![JohnSnowLabs](https://nlp.johnsnowlabs.com/assets/images/logo.png)

[![Open In Colab](https://colab.research.google.com/assets/colab-badge.svg)](https://colab.research.google.com/github/JohnSnowLabs/spark-nlp-workshop/blob/master/Spark_NLP_Udemy_MOOC/Healthcare_NLP/GenericClassifierApproach.ipynb)

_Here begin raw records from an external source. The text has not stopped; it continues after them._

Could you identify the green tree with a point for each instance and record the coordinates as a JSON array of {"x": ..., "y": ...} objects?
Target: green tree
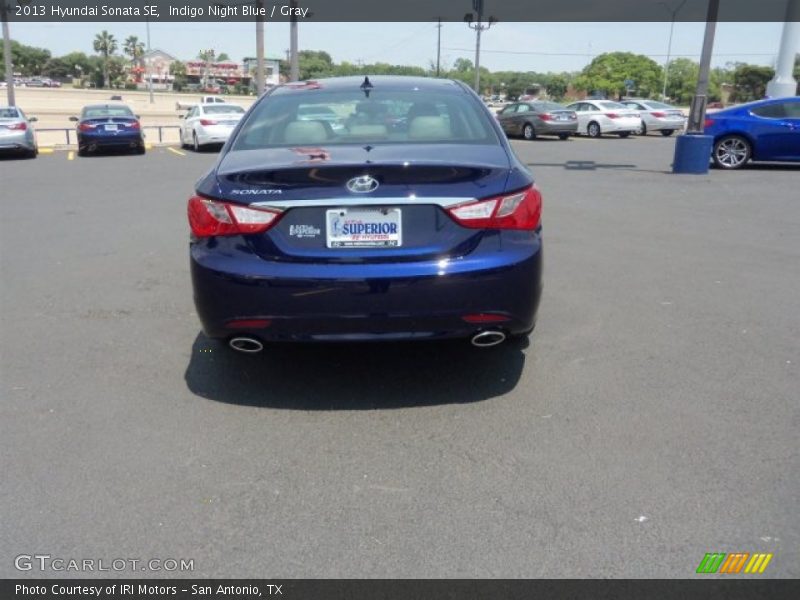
[
  {"x": 57, "y": 68},
  {"x": 133, "y": 48},
  {"x": 106, "y": 45},
  {"x": 682, "y": 80},
  {"x": 557, "y": 86},
  {"x": 608, "y": 72},
  {"x": 750, "y": 81},
  {"x": 178, "y": 70},
  {"x": 27, "y": 60}
]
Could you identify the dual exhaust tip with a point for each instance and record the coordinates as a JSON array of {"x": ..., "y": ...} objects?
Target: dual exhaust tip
[{"x": 482, "y": 339}]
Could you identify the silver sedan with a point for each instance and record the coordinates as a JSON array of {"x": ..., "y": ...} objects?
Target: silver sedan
[
  {"x": 209, "y": 124},
  {"x": 657, "y": 116},
  {"x": 16, "y": 132}
]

# **GenericClassifierApproach**

This notebook will cover the different parameters and usages of `GenericClassifierApproach`.

**📖 Learning Objectives:**

1. Understand how trains a TensorFlow model for generic classification of feature vectors.

2. Become comfortable using the different parameters of the annotator.


**🔗 Helpful Links:**

- Documentation : [GenericClassifierApproach](https://nlp.johnsnowlabs.com/docs/en/licensed_annotators#genericclassifier)

- Python Docs : [GenericClassifierApproach](https://nlp.johnsnowlabs.com/licensed/api/python/reference/autosummary/sparknlp_jsl/annotator/generic_classifier/generic_classifier/index.html)

- Scala Docs : [GenericClassifierApproach](https://nlp.johnsnowlabs.com/licensed/api/com/johnsnowlabs/nlp/annotators/generic_classifier/GenericClassifierApproach.html)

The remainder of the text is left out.